Nach ihrer Wahl im Jahr 2011 ließ sie die vormals gelb, orange und rot gestrichenen staatlichen Gebäude umfärben, wollte nach 34 Jahren kommunistischer Ära in Rot ein sichtbares Zeichen für den Neubeginn setzen. Wie ernst es Mamata Banerjee mit der weiß-blauen Optik ist, zeigt sich auch daran, dass sie Steuervergünstigungen für all jene in Aussicht stellt, die bereit sind, ihre Häuser in diesen Farben zu tünchen. Ich male mir lebhaft aus, was bayrische Unternehmen aus solch einem Angebot machen würden.
Mädchenförderung seit 58 Jahren
Weiter geht es Richtung Canning. Diese Stadt, 3 Autostunden von Kalkutta entfernt, trägt den Namen des ersten Vizekönigs von Britisch-Indien, Lord Charles John Canning. Nicht ganz so alt (Canning starb 1862) ist das Mädchenwohnheim, das wir besuchen. Es wurde 1959 von der anglikanischen Kirche gegründet, tatsächlich auf den Tag genau heute vor 58 Jahren. Das Zusammentreffen unseres Besuchs mit dem Gründungstag ist allemal Anlass für ein Fest, das die 160 Schülerinnen, ihre Hausmütter und die Heimleitung mit uns feiern.

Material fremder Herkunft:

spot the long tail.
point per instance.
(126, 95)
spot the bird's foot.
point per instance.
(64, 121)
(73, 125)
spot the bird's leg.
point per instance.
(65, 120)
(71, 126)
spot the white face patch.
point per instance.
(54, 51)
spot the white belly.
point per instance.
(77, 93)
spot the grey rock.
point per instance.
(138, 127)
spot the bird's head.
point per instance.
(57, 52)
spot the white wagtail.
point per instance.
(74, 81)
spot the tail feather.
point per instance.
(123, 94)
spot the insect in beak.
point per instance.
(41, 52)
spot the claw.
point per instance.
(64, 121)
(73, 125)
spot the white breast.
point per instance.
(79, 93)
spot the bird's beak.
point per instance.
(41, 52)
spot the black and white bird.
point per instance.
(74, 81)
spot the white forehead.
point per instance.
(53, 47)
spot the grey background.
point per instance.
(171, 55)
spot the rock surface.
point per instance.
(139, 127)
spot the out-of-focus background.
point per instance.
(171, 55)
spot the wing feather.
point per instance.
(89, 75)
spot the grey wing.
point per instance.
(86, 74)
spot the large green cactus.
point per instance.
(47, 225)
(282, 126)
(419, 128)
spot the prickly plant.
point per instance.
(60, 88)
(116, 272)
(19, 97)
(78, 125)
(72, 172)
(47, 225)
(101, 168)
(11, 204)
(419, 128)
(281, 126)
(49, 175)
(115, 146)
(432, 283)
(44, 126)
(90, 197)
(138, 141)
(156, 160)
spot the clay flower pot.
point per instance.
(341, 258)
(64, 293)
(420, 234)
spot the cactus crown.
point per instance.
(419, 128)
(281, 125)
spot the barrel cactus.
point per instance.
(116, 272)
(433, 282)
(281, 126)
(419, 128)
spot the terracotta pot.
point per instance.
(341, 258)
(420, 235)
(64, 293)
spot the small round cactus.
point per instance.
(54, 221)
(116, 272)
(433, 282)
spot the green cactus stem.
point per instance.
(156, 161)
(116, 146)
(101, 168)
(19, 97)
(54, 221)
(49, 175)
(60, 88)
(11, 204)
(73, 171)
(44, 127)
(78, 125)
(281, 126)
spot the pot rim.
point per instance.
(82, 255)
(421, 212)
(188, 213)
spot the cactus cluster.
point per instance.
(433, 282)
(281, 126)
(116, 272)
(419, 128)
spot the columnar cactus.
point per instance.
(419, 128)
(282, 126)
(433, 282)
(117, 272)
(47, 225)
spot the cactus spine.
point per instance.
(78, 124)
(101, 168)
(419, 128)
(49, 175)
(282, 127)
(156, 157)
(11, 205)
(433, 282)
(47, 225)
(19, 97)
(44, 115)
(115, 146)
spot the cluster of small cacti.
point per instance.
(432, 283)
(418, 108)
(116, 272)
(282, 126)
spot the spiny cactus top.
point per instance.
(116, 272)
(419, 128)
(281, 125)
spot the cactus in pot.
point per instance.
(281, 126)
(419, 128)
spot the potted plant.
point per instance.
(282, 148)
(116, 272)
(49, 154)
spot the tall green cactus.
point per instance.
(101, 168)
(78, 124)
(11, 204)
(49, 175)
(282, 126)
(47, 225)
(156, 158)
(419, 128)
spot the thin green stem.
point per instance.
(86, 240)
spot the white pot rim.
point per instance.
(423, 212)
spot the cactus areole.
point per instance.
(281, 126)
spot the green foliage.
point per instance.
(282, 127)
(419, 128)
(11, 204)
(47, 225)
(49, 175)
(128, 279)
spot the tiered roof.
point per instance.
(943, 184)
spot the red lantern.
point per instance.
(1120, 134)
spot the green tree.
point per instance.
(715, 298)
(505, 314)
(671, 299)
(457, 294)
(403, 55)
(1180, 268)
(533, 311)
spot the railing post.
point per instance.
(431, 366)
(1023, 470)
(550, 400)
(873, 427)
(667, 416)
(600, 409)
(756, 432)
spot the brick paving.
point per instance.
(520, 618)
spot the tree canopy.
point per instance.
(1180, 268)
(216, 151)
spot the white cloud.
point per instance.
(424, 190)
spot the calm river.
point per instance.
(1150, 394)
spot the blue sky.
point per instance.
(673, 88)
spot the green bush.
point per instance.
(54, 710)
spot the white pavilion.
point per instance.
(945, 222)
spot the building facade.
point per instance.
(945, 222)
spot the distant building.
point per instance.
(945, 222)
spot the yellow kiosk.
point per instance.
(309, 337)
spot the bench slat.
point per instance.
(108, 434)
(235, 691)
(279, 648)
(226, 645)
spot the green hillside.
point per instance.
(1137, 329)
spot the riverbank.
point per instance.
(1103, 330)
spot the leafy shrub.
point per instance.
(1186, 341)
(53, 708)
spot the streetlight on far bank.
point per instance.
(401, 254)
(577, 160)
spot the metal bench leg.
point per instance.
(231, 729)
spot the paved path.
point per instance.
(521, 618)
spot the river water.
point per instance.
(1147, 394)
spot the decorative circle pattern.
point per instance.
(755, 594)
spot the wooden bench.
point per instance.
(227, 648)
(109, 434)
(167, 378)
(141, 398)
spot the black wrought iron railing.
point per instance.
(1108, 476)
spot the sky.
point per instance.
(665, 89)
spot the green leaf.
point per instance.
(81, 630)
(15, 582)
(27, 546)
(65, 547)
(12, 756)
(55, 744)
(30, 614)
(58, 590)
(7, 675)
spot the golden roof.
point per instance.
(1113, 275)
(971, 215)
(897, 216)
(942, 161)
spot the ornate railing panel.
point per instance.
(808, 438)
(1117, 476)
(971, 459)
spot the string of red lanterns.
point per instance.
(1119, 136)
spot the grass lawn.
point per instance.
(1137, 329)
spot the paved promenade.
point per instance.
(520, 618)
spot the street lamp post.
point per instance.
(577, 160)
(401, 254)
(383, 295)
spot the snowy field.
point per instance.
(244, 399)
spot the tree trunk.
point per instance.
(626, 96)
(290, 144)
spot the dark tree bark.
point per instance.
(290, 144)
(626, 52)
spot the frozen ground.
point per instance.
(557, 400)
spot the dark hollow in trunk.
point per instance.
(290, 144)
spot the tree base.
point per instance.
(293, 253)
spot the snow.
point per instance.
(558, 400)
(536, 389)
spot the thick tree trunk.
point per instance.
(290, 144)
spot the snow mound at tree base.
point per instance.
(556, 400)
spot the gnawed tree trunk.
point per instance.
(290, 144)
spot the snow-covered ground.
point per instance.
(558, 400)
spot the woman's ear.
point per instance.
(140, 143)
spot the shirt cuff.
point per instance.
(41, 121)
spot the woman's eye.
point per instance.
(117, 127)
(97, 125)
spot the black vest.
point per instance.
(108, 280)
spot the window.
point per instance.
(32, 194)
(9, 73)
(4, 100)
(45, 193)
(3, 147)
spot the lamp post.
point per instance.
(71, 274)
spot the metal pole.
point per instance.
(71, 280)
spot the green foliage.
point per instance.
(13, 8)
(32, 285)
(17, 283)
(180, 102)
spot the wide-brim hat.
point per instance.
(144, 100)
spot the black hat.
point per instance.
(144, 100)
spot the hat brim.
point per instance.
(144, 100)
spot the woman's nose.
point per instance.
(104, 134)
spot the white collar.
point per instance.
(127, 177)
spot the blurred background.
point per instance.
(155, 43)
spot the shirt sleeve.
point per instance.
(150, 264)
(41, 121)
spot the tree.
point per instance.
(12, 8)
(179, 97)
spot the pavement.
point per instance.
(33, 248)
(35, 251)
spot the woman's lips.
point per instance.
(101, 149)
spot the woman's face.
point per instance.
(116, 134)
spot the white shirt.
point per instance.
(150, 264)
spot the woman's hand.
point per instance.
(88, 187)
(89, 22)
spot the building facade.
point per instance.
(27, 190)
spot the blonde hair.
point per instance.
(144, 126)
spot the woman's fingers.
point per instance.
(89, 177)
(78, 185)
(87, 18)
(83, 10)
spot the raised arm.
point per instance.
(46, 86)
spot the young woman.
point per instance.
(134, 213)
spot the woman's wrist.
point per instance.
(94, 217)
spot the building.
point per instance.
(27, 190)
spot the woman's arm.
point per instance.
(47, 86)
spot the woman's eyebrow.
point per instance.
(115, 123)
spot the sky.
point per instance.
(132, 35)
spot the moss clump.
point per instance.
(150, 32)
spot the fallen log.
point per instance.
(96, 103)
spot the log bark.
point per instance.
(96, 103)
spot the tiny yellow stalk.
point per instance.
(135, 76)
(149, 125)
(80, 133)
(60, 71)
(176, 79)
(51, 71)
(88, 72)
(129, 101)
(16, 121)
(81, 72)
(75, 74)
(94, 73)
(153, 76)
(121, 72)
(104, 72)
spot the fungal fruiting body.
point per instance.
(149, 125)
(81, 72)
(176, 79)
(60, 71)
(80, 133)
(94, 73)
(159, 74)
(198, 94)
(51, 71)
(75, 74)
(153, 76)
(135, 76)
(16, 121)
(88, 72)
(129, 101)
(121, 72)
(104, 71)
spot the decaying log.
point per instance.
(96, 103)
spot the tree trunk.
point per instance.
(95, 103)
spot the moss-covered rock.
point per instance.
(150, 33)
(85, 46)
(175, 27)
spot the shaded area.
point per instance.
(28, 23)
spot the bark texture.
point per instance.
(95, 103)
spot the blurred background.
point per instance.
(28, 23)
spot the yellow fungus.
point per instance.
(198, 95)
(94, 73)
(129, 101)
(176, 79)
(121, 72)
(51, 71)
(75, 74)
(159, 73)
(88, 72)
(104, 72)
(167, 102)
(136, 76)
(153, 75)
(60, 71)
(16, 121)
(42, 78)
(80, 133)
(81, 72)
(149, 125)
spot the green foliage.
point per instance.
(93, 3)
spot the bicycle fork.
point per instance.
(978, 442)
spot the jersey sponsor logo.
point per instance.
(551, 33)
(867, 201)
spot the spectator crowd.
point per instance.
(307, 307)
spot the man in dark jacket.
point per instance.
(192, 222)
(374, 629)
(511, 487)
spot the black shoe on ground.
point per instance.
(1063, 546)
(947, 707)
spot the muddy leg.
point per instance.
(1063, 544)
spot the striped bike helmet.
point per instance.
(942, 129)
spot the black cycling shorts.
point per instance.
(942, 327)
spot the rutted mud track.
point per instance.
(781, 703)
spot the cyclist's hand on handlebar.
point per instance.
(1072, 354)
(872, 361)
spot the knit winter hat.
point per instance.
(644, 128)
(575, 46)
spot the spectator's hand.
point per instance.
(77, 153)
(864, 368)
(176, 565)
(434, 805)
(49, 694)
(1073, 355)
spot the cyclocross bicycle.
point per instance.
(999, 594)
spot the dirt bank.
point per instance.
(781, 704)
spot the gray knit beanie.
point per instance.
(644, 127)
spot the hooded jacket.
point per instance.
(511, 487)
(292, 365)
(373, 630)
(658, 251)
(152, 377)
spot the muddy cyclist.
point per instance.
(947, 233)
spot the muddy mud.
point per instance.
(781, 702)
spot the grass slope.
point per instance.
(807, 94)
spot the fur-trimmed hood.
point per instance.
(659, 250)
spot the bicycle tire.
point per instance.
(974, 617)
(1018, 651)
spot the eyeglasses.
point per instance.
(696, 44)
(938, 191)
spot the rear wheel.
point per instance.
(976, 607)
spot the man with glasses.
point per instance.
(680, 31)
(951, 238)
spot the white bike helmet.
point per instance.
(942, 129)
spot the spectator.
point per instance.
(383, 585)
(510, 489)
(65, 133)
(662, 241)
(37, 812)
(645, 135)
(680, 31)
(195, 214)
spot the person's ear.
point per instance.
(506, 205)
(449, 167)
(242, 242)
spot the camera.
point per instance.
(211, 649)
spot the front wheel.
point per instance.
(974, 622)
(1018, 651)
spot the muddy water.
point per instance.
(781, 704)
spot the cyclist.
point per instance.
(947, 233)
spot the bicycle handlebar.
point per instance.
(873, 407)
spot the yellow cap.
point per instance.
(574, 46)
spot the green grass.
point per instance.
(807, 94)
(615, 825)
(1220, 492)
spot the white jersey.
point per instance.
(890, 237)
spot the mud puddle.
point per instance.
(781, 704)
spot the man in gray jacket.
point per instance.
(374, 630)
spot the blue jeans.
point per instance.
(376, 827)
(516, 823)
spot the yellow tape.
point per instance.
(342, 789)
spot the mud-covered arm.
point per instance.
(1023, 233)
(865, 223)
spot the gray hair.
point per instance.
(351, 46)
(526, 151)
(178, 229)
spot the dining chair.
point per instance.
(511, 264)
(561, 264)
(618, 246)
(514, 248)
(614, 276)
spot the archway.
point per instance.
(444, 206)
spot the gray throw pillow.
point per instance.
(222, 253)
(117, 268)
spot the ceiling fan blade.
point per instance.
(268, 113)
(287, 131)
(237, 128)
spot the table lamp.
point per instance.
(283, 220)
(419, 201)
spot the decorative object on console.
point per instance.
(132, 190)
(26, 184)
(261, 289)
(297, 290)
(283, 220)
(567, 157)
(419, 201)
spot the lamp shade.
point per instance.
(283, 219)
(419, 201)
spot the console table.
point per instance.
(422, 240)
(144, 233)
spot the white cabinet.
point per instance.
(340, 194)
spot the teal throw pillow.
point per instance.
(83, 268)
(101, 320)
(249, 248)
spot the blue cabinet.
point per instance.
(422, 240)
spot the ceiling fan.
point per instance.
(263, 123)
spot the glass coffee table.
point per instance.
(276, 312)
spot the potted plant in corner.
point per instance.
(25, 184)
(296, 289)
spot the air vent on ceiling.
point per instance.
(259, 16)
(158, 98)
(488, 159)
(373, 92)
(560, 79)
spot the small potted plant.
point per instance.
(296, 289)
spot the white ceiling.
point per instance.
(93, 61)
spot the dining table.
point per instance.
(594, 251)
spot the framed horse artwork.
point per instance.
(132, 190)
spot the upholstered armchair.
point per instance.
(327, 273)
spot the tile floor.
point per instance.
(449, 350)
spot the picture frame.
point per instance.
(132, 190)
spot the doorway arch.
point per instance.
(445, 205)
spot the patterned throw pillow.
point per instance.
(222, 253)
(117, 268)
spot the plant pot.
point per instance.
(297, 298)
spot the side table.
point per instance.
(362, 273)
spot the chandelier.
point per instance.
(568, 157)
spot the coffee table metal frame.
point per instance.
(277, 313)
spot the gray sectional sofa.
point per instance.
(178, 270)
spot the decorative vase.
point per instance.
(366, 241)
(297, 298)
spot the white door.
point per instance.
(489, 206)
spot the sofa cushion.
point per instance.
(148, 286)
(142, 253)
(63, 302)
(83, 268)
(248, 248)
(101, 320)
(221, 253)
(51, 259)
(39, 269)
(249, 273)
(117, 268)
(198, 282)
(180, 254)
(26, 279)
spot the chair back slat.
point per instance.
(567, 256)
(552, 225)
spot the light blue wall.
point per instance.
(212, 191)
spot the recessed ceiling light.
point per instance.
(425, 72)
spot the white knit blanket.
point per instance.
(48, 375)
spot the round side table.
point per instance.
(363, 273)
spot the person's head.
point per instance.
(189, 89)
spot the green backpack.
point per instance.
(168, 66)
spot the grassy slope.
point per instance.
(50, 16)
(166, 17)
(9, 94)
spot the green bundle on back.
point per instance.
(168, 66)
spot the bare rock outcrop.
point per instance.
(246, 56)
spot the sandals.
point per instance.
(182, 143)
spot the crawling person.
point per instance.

„Welcome, welcome“ singen sie, als wir das Gelände des Hostels betreten, und streuen goldgelbe Blüten auf unsere Schuhe. Es ist ein langes Spalier von weißgekleideten Mädchen, durch das wir laufen. Sie stammen aus ärmsten Verhältnissen, ihre Eltern sind Tagelöhner, Kleinbauern oder Fischer. Die wenigsten haben ein dauerhaftes Einkommen, viele sind Analphabeten, leben unterhalb der Armutsgrenze. Vor allem in den Dörfern halten es die Eltern nicht für nötig, eine Tochter zur Schule zu schicken. Dass ihre Kinder dennoch Zugang zu Bildung erhalten, verdanken sie der Unterstützung von Paten aus Deutschland. Seit 1975, mehr als 40 Jahre, fördert die Kindernothilfe dieses Mädchenwohnheim, in dem Schülerinnen während ihrer Ausbildung umfassend betreut und gefördert werden.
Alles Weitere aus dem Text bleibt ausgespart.